Voor Kripke zijn eigennamen starre ofwel strenge verwijzers (‘rigid designators’) zonder Sinn. Zij verwijzen in alle omstandigheden waarin ze een verwijzing hebben naar één en hetzelfde object. Zij verschillen dus fundamenteel van unieke bepalingen waarvan de verwijzing kan wisselen per mogelijke wereld. Kripke neemt zo afstand van Frege volgens wie eigennamen naast een verwijzing ook een Sinn (ofwel unieke bepaling als betekenis) hebben welke zowel semantisch ('Art des Gegenbenseins') als epistemisch ('Erkenisswert') de verwijzing determineert. Kripke neemt eveneens afstand van Russell voor wie eigennamen niet meer zijn dan verkapte unieke bepalingen. Kripke keert zich dus tegen het descriptivisme van zowel Frege als Russell. Wel kan een unieke bepaling tijdens een initieel 'doopproces' (‘initial baptism’) de referentie van een eigennaam tot stand te brengen (dus ‘fixing the reference’ in plaats van ‘to give a meaning’). Nadat op deze manier de referentie is gefixeerd speelt de unieke bepaling géén enkele rol meer. Volgens Kripke kan ook ostensieve definitie tijdens een 'doop' de referentie determineren. Kripke verklaart zo dus hoe eigennamen zonder Sinn toch kunnen verwijzen.

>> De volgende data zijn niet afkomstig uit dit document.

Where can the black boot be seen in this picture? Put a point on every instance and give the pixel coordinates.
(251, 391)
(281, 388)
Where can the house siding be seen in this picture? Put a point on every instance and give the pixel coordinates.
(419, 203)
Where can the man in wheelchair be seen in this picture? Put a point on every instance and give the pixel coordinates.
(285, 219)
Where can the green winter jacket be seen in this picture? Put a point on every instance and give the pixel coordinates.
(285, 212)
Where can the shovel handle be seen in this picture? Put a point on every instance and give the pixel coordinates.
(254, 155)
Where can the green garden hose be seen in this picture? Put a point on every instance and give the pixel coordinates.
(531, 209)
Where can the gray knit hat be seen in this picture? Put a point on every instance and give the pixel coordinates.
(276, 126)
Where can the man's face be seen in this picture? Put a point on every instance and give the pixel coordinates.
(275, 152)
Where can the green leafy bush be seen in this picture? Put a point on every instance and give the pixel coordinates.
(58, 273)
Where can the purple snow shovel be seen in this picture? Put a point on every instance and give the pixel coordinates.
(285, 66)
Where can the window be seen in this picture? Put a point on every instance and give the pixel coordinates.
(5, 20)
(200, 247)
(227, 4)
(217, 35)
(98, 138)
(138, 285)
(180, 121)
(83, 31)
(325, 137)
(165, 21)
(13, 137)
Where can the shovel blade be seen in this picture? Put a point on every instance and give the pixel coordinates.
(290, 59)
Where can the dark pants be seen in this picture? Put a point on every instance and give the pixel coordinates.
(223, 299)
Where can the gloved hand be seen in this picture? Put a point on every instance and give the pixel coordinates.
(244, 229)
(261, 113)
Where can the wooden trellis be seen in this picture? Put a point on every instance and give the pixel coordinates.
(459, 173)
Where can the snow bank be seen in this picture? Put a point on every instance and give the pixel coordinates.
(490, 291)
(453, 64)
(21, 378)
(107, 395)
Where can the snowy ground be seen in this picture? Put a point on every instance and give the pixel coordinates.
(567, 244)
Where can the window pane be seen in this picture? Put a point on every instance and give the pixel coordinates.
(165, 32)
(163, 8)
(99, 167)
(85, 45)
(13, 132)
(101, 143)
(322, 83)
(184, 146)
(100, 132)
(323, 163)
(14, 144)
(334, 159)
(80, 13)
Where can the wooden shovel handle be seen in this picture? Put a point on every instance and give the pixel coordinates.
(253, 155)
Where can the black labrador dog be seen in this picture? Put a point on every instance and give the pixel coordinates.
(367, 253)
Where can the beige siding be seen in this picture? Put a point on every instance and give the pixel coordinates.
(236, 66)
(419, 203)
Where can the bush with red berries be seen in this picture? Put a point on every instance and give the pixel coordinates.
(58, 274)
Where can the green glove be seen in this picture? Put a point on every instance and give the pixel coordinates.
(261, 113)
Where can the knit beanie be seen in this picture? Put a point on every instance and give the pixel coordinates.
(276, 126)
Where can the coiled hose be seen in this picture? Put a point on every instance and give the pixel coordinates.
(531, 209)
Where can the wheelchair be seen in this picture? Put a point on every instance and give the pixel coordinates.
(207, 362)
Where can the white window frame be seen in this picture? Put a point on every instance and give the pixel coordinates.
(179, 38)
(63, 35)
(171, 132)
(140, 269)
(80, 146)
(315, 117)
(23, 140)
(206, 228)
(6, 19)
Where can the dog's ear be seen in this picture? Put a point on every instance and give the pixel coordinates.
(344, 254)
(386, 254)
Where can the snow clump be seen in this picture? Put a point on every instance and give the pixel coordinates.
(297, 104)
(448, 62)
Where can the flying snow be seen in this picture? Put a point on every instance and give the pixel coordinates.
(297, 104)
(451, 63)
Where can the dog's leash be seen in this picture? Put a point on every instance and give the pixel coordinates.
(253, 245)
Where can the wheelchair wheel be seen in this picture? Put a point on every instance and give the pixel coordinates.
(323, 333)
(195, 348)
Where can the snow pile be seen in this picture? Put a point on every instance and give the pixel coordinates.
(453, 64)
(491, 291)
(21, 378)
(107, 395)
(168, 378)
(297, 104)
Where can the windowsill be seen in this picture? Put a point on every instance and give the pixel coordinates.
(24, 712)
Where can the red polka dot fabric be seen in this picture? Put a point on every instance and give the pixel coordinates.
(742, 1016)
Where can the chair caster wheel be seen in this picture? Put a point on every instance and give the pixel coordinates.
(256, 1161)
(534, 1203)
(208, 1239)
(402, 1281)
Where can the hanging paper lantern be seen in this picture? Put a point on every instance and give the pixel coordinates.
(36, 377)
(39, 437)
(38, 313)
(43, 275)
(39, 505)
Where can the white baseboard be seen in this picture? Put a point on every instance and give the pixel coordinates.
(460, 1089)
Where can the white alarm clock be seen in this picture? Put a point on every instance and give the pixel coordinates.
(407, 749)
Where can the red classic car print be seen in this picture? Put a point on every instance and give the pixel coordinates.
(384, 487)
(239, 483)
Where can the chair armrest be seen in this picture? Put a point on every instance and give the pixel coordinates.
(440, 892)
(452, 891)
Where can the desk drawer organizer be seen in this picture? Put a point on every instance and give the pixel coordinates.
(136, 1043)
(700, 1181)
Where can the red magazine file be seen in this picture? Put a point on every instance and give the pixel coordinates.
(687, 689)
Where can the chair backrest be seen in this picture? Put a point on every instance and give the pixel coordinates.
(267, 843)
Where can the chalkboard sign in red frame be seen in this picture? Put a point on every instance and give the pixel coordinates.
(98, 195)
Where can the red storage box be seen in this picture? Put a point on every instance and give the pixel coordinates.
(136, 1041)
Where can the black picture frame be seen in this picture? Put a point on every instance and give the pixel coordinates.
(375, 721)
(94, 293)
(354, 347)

Voor wat betreft de rol van unieke bepalingen maakt Kripke dus een onderscheid tussen twee opvattingen. Volgens het klassieke descriptivisme vormen unieke bepalingen de betekenis van een naam. Zij geven een naam haar betekenis (‘giving the meaning’) en zijn dan ook een synoniem voor de naam. Het gevolg van deze opvatting is dat namen zoals Aristoteles géén starre verwijzers zijn. Een unieke bepaling kan immers in verschillende mogelijke werelden naar verschillende objecten verwijzen. Wanneer bijvoorbeeld de unieke bepaling ‘de lengte van staaf S in Parijs’ wordt beschouwd als de betekenis van ‘meter’, dan verwijst ‘meter’ in een mogelijke wereld waarin S langer is dan in de onze opeens naar een andere referent (lengte) dan in onze wereld. En wanneer we de unieke bepaling ‘de grootste filosoof die met Plato studeerde’ beschouwen als de betekenis van de naam Aristoteles, dan zal de naam Aristoteles in allerlei andere mogelijke werelden naar andere personen verwijzen dan in de onze. Volgens de door Kripke aangehangen tweede opvatting over de rol van unieke bepalingen kunnen unieke bepalingen niet meer doen dan tijdens ‘een doop’ de verwijzing van een naam fixeren (‘fixing the reference’). Nadat de referent van een naam door de unieke bepaling is gefixeerd speelt de unieke bepaling echter geen enkele rol meer. Zelfs wanneer de unieke bepaling op een gegeven moment (of in een andere mogelijke wereld) naar een ander object verwijst zal de naam zelf nog steeds naar precies hetzelfde object verwijzen als tijdens de doop. Namen zijn volgens deze tweede opvatting dus starre verwijzers ofwel verwijzers die in iedere mogelijke wereld naar hetzelfde object verwijzen. Kripke is overigens van mening dat alléén tijdens zeldzame initiële doopprocessen unieke bepalingen een rol kunnen spelen bij het fixeren van de referentie van een naam. Zo kan ik bijvoorbeeld zeggen: ‘Ik geef het kleinste lammetje in de wei de naam Jenny’. Voor de meeste leden van de taalgemeenschap wordt de referentie van een naam echter bepaald doordat zij door taalgebruikers onderling wordt doorgegeven.

Uit Kripke’s analyse van eigennamen als starre verwijzers volgt dat identiteitsuitspraken als a=a en a=b noodzakelijk waar of onwaar zijn. Het feit dat a=b, indien waar, ook noodzakelijk waar is impliceert echter niet dat de waarheid ervan ook a priori kan worden ingezien. Een beroep op de ervaring kan namelijk vereist zijn om in te zien dat a en b hetzelfde aanduiden. De propositie a=b kan dus zowel noodzakelijk (in metafysische zin) als a posteriori (in epistemologische zin) zijn.